Decorrido perto de um ano (os inquisidores não se apressam,
é o tempo de reclusão e as suas experiências no cárcere que desgastam e vergam
os réus), a 22 de Junho de 1672, desenrola-se a sessão In Specie (fl.39v./Img.77), onde Nuno da Silva é confrontado com
perguntas específicas sobre as acusações que lhe foram feitas. As perguntas são
“específicas” mas completamente vagas e sem detalhes, como já aludimos quando
escrevemos sobre o processo de Nuno de Brito Alão. Não há datas, e não há nomes
nem lugares: Perguntado em que lugar se
achou do ultimo perdão geral a esta parte, e em que companhia de pessoas de sua
nação, onde entre praticas se declararão, elle Reo, e as pessoas da ditta
companhia, que crião e vivião na ley de Moysés. As perguntas sucedem-se,
cada uma vinculada a uma situação ou evento narrado pelas denúncias de outros
réus. E a todas, Nuno da Silva responde sempre de forma negativa (Disse que não passou tal). Os
inquisidores advertem-no que aquela será a última admoestação antes de ser
pronunciado contra ele o libelo de justiça, e incitam-no a confessar as suas
culpas, mas Nuno da Silva mantém a mesma posição.

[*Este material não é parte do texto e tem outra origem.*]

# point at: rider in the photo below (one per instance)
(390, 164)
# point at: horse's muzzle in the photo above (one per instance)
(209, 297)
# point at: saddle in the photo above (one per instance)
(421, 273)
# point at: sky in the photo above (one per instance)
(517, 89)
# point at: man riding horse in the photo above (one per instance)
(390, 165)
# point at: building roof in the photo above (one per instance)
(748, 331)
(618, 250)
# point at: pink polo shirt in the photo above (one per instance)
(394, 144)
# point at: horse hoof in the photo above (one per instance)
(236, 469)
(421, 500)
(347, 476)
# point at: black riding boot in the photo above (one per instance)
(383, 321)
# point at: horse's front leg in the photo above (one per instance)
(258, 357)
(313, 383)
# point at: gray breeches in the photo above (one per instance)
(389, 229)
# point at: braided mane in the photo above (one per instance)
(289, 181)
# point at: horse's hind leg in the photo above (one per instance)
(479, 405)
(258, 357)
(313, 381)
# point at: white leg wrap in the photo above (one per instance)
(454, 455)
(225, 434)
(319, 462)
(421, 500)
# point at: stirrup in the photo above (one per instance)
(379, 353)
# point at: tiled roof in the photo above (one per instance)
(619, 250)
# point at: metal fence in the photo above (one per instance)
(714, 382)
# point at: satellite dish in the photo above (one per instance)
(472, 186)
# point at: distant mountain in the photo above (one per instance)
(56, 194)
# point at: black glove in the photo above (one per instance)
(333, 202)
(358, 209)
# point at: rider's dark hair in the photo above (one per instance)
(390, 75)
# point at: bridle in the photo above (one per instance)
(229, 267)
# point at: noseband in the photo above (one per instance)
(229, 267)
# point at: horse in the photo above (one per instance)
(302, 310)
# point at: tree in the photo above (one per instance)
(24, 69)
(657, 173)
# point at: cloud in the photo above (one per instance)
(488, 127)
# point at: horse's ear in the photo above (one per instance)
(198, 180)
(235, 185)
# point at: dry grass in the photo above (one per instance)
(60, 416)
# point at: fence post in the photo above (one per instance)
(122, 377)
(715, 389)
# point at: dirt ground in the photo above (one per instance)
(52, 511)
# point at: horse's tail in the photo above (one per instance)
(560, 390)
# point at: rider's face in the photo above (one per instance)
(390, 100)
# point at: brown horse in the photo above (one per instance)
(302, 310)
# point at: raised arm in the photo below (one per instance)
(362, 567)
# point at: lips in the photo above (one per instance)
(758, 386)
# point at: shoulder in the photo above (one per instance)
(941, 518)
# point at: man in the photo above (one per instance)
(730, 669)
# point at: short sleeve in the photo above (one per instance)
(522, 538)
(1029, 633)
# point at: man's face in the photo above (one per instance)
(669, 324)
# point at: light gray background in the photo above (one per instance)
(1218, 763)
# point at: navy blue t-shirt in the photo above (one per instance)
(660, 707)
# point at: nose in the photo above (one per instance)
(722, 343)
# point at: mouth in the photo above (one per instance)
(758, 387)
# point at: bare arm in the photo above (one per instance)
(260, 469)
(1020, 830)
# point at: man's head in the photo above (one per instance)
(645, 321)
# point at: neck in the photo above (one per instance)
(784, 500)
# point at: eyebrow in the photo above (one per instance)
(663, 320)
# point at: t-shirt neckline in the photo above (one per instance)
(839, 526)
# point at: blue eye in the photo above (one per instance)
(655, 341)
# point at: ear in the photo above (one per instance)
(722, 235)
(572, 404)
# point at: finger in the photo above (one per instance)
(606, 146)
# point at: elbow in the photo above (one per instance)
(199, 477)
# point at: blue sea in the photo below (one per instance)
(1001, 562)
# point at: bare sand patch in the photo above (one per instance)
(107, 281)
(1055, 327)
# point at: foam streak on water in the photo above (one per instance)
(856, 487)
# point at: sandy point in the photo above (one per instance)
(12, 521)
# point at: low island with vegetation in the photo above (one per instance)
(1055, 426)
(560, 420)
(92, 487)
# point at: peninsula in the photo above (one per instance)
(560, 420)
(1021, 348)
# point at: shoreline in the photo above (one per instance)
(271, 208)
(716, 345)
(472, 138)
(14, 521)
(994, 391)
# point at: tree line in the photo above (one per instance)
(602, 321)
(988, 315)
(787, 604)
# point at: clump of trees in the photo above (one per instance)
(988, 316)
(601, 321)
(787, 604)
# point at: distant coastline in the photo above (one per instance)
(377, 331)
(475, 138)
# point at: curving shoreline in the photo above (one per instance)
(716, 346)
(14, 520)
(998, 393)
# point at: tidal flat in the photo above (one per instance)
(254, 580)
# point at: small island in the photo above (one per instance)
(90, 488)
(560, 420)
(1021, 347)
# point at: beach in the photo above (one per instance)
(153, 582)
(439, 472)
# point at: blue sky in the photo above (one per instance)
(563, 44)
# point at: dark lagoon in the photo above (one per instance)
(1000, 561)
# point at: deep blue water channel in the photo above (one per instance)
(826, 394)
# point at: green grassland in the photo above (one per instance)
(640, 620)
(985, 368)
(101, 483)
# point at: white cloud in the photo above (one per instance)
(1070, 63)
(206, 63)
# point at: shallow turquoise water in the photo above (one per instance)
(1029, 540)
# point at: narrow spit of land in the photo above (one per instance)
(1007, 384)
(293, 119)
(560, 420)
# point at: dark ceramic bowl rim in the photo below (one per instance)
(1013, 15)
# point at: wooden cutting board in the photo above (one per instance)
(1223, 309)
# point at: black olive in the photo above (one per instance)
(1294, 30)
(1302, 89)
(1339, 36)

É redigido o libelo de justiça, que em sucessivos artigos se
propõe provar a culpabilidade do réu, demonstrar que ele é um herege apóstata
da Santa Fé Católica, negativo, impenitente e pertinaz, e que será declarado
como tal, incorrendo na sentença de excomunhão maior, confisco dos seus bens
para o Fisco e Camara Real, e as mais penas em Direito estabelecidas, além da sua
relaxação à justiça secular.
Chamado Nuno da Silva a pronunciar-se sobre o documento que
lhe é lido, e perguntado se é verdade o que consta do dito libelo e em cada um
dos seus artigos, Nuno da Silva responde, de uma forma não isenta de coragem,
que concorda ser verdadeiro que é cristão batizado e que já mais de uma vez fora
admoestado naquela Mesa, e o mais
contestava por negação.
Perguntado se tem defesa a apresentar e se quer estar com um
Procurador para esse efeito, Nuno da Silva responde afirmativamente, e é-lhe
sugerido como Procurador o licenciado Francisco Soares Nogueira; que Nuno da
Silva aceita, e o licenciado presta juramento nessa função no dia 17 de Agosto
de 1672.
A Defeza é apresentada
(a partir do fl.49/Img.97), expondo que provará que o réu foi criado e
doutrinado na Lei de Jesus Cristo, e que cumpria os preceitos da Igreja Romana.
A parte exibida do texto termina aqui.